Representing the single largest group of Earth-like planets orbiting a single star ever to be found, this discovery is a dramatic step forward in the search for life on other planets outside the solar system. “NASA's recent discovery is significant because three of the seven discovered Earth-like planets reside in the habitable zone of the Trappist-1 star, which increases the probability of finding liquid surface water and, thus, potentially life.”
These seven planets orbit the Trappist-1 star, which although much smaller than the sun, still allows for potentially habitable candidates in its planetary system. Expanding on what qualifies as a potentially habitable planet, Morcos explained that liquid water is a crucial component for life.
“According to our current understanding of origins,” he said, “the existence of liquid water is a prerequisite for the origin and evolution of life. However, surface liquid water could only exist if the planet has the right size and orbits at the right distance from the parent star. There is a region around every star where temperature is just right to keep surface water in liquid form. We call this region the habitable zone. Thus, in our search for potential habitable planets, we focus the search on Earth-size planets that orbit inside the habitable zone of their parent star.”
Although NASA has been searching for Earth-like planets for years, they have rarely found those that are also in a star’s habitable zone. “Extremely few planets met both criteria of size and location,” said Morcos.
This discovery is poised to dramatically change the field of astronomy moving forward, both at NASA and beyond. “The discovery of the Trappist system provides great support to the hypothesis that the conditions necessary for life are not rare as we originally thought and are definitely not unique to planet Earth,” noted Morcos.
Moreover, since these Earth-like planets were found orbiting a smaller star than most scientists would have predicted, it suggests that billions of other planets might host the conditions necessary for life.
“We need to revisit our understanding of planetary formation theory,” said Morcos. “The data does not meet -- in fact it far exceeds -- the predictions.

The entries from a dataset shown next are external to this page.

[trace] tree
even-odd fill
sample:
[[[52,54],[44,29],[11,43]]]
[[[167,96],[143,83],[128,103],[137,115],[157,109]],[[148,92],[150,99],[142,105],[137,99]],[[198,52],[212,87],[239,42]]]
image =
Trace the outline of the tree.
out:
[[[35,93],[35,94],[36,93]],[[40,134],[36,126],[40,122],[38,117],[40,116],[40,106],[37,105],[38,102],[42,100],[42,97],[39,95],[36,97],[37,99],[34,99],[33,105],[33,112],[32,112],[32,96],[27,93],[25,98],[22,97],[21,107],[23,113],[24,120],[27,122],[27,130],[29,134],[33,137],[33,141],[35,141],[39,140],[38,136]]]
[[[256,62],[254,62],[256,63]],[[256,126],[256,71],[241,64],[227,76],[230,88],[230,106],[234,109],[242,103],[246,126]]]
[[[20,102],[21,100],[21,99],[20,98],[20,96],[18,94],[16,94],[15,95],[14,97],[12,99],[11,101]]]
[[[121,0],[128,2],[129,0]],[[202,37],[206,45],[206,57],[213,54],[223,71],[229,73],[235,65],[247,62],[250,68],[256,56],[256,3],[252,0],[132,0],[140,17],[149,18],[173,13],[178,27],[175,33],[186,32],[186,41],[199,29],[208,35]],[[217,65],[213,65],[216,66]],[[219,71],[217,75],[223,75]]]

Just in our Milky Way, there are suddenly tens of billions of new candidate stars, those that were previously thought to be too small to host planets, to observe for planetary systems. Now, astronomers are pointing their telescopes at stars that were prejudged to be loners, with the hope of finding new planetary systems like Trappist. This discovery has expanded the search space, which will dramatically increase the detection frequency of potentially habitable planets in the coming years.”